Filming began in early 1949 when William Holden became free after the screen adaptation of Thomas Savage's book Lona Hanson was shelved.

== Reception ==
Dear Wife was screened for preview audiences on December 31, 1949 and premiered in New York on February 1, 1950, at the Paramount Theatre with an accompanying stage show featuring actress Celeste Holm. On March 2, the film began its run at Paramount's Hollywood and downtown Los Angeles theaters.

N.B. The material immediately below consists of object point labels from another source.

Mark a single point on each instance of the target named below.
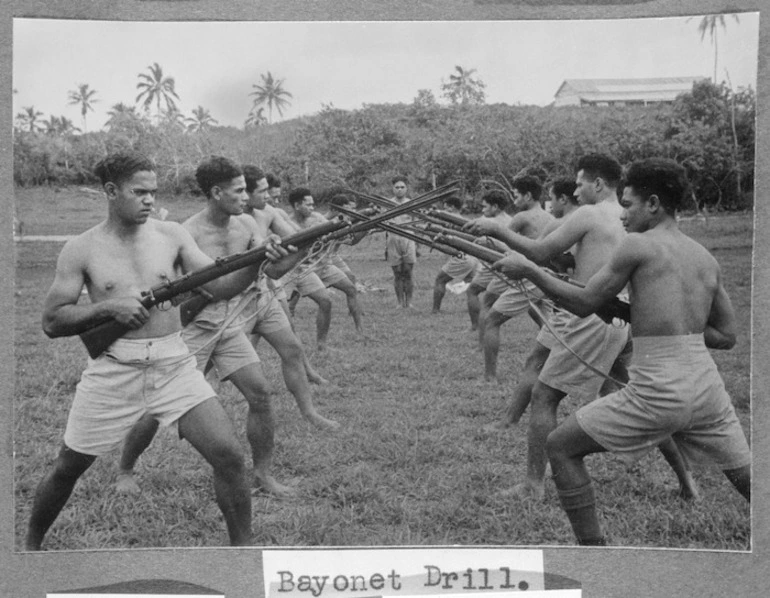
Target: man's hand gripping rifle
(101, 336)
(615, 308)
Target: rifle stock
(98, 338)
(614, 308)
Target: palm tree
(200, 120)
(272, 93)
(60, 126)
(463, 88)
(83, 97)
(29, 118)
(710, 24)
(119, 114)
(156, 88)
(256, 118)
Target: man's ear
(110, 189)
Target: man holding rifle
(150, 369)
(679, 309)
(216, 336)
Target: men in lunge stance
(563, 203)
(216, 333)
(501, 302)
(456, 267)
(268, 318)
(493, 205)
(594, 229)
(150, 369)
(679, 309)
(401, 253)
(305, 216)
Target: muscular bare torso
(673, 285)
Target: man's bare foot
(528, 489)
(316, 378)
(269, 485)
(319, 421)
(688, 490)
(498, 426)
(126, 484)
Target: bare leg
(260, 427)
(351, 295)
(688, 489)
(323, 316)
(545, 402)
(312, 375)
(289, 349)
(439, 290)
(398, 285)
(209, 430)
(53, 492)
(408, 283)
(567, 446)
(522, 393)
(139, 438)
(491, 342)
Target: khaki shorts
(133, 377)
(513, 301)
(331, 275)
(228, 351)
(596, 342)
(674, 390)
(305, 284)
(268, 317)
(401, 251)
(483, 277)
(460, 267)
(557, 319)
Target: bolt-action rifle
(98, 338)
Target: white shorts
(674, 390)
(133, 377)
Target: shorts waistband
(667, 346)
(147, 350)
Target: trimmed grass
(411, 465)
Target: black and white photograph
(384, 284)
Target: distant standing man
(402, 253)
(500, 301)
(456, 267)
(305, 216)
(493, 206)
(596, 232)
(150, 369)
(216, 334)
(679, 309)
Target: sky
(347, 64)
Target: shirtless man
(270, 217)
(401, 253)
(493, 205)
(269, 319)
(305, 216)
(456, 267)
(117, 259)
(595, 231)
(563, 203)
(216, 334)
(679, 309)
(501, 302)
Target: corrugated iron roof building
(622, 92)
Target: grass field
(411, 465)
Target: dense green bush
(710, 131)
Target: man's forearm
(573, 298)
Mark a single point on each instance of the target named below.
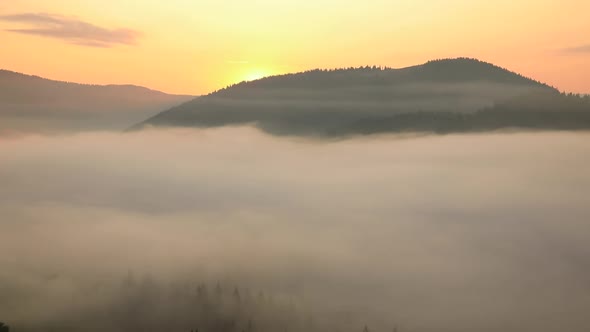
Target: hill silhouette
(439, 96)
(34, 104)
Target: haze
(195, 47)
(448, 233)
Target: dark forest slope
(441, 96)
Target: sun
(255, 75)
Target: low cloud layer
(445, 233)
(71, 30)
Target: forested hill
(441, 96)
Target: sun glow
(256, 75)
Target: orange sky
(196, 46)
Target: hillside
(442, 96)
(34, 104)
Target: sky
(198, 46)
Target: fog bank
(447, 233)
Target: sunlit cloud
(71, 30)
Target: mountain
(32, 104)
(442, 96)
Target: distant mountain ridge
(441, 96)
(32, 104)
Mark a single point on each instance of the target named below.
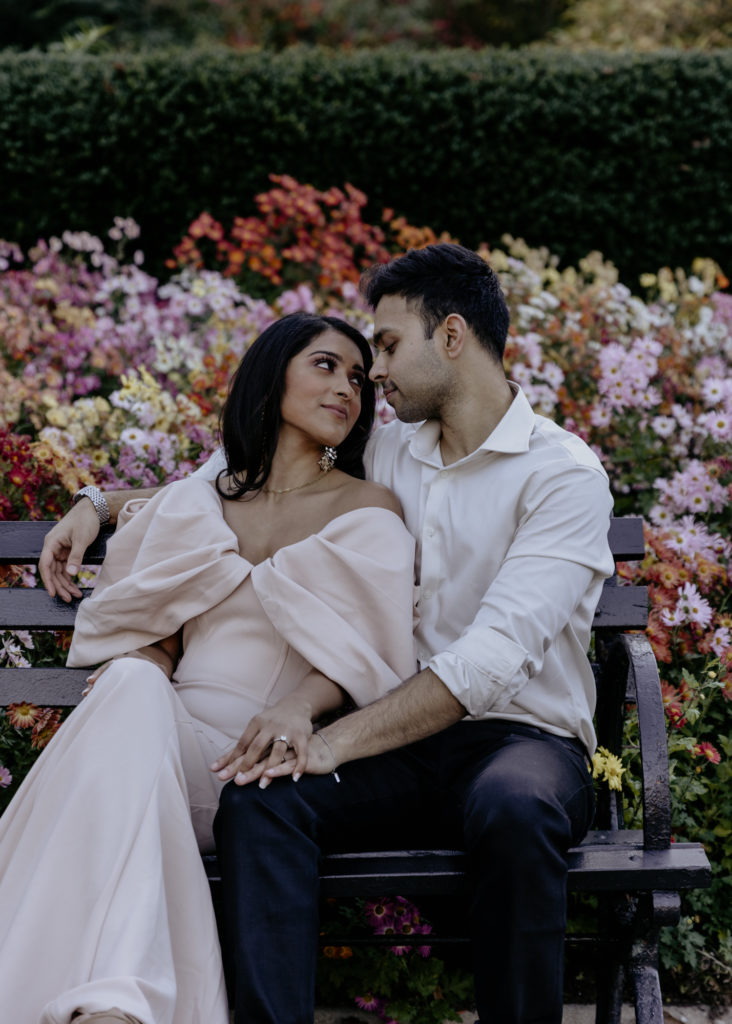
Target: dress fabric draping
(103, 898)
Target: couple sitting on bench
(235, 607)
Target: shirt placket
(432, 558)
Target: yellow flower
(613, 772)
(57, 416)
(608, 767)
(598, 762)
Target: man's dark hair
(251, 417)
(440, 280)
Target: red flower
(707, 751)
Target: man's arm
(65, 545)
(419, 708)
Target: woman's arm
(66, 543)
(164, 653)
(292, 717)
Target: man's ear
(456, 332)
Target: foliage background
(620, 153)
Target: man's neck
(465, 426)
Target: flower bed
(112, 377)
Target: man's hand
(63, 549)
(275, 734)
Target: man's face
(417, 381)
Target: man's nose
(378, 372)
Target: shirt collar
(511, 433)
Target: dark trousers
(514, 797)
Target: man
(486, 745)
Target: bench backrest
(31, 608)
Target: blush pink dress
(103, 899)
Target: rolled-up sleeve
(545, 591)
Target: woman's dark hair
(440, 280)
(250, 419)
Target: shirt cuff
(463, 669)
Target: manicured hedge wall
(628, 154)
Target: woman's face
(323, 389)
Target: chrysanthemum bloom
(45, 727)
(378, 912)
(23, 715)
(613, 771)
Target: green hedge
(628, 154)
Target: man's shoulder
(551, 442)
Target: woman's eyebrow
(338, 357)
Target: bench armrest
(631, 658)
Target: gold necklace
(299, 486)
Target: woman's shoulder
(355, 494)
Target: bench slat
(23, 608)
(54, 687)
(603, 862)
(20, 543)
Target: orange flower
(707, 751)
(45, 727)
(23, 715)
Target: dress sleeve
(344, 598)
(172, 557)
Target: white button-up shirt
(511, 556)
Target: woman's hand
(63, 549)
(274, 735)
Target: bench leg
(660, 908)
(609, 992)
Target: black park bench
(637, 876)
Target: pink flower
(721, 640)
(697, 609)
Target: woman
(263, 599)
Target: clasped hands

In a contemporary review for The New York Times, critic Thomas M. Pryor wrote: "As sequels go, the new picture is most unusual for it is every bit as enjoyable and racy as its progenitor. This spectator had a good time all the way and so apparently did the audience".

Reviewing the film in the Los Angeles Times, John L. Scott wrote: "'Dear Wife' is pleasant to take although, when you review it, there really isn't much to the story. It's for the family trade and should hit its stride in the neighborhoods".